| HN Mirror

Y	Hacker News new \| ask \| show \| jobs


	by peepeepoopoo3 1260 days ago
	I hate pandas with a burning passion, but one thing it does have going for it is (some) interoperability with numpy, which opens up the rest of the scipy ecosystem. How easy is it to get numpy arrays into and out of polars?

5 comments

ritchie46 1260 days ago

Very easy.

`pl.from_numpy` and `series.to_numpy` are your friend here. For 1D columns, we often can be zero copy as well.

Besides that we support numpy ufuncs for `Series` and `Expressions`. As OP pointed out:

https://kevinheavey.github.io/modern-polars/performance.html...

Numpy can be used to speed up some functions by utilizing numpy ufuncs. Numpy drops the GIL and therefore they can still be executed in parallel.

link

Hasnep 1260 days ago

An alternative I found recently is RedFrames [1] which wraps Pandas dataframes in a more consistent interface. That might be a better alternative if you need easy compatibility with Pandas.

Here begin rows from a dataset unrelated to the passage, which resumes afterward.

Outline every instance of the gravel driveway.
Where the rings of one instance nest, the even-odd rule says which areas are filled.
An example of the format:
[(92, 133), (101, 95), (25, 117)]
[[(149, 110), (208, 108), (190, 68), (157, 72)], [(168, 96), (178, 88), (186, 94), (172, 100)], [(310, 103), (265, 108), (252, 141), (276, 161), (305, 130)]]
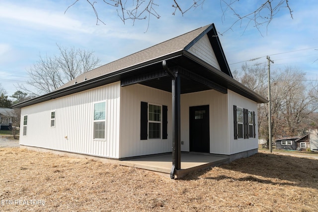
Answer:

[1] https://github.com/maxhumber/redframes

link

fbdab103 1260 days ago

Though that does look slick, the project is only ~5 months old. Which is a bit young for me to jump aboard.

link

yuuuxt 1260 days ago

Seems RedFrames is similar to pyjanitor, which is maturer if only comparing existence time: https://github.com/pyjanitor-devs/pyjanitor

link

atoav 1260 days ago

Oh that looks interesting

link

mbernstein 1260 days ago

As simple as a call foo.to_numpy() it looks like.

link

culi 1260 days ago

what do you hate about pandas so much? I miss it dearly now that I don't use Python anymore

link

Hasnep 1260 days ago

I'm not GP, but I find the pandas API incredibly inconsistent and difficult to remember how to do simple transformations. For example, it sometimes overloads operators because it doesn't use built in language features like lambdas. There are reasons for the inconsistency, but using the alternatives like R's tidyverse or Julia's DataFramess.jl is like night and day for me.

I found RedFrames [1] recently which wraps Pandas dataframes with a more consistent interface, it's probably what I'd use if I had to write data transformations that had to be compatible with Pandas.

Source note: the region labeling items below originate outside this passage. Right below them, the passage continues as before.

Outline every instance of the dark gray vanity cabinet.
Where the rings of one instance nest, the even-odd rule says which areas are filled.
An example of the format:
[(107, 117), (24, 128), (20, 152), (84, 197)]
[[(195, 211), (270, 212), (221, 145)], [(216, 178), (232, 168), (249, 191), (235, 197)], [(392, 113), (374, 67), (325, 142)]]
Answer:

[1] https://github.com/maxhumber/redframes

link

Galanwe 1260 days ago

Pandas gets the job done, and is overall easy to use and intuitive.

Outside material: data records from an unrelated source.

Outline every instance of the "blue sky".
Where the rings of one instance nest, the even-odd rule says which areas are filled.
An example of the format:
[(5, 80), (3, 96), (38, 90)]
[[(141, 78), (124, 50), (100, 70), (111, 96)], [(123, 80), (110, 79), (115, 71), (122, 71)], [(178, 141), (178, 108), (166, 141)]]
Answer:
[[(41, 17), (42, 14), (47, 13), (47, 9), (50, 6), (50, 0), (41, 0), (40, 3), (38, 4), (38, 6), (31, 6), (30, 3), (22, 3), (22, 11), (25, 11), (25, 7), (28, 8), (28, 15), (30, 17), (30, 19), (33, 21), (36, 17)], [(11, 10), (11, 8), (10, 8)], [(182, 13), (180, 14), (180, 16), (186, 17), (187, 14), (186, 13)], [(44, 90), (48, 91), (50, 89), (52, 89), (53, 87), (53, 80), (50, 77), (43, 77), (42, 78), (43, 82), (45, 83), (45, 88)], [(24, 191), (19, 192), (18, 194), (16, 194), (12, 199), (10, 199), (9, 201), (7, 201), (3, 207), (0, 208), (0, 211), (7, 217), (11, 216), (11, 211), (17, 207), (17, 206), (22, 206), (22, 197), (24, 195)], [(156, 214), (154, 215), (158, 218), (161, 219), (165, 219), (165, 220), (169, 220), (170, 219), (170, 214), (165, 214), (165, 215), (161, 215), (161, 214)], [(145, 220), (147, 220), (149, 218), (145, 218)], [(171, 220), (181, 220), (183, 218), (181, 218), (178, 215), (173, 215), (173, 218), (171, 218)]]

The problem is that it's a huge pile of hacks, exceptions, anti patterns, and regressions.

The API is inconsistent, loose, full of obscure options added as quickfixes.

link

pupperino 1260 days ago

It really can't be said enough how pandas is a mess. It has way too much surface area and no common thread pulling it all together. This gets obvious when you work with better dataframe libs like dplyr [1] or DataFramesMeta [2]. I've worked on production systems with all of these libs, this is not gratuitous bashing.

[1] https://dplyr.tidyverse.org/ [2] https://juliadata.github.io/DataFramesMeta.jl/stable/

link

topaz0 1260 days ago

Funny seeing you here

link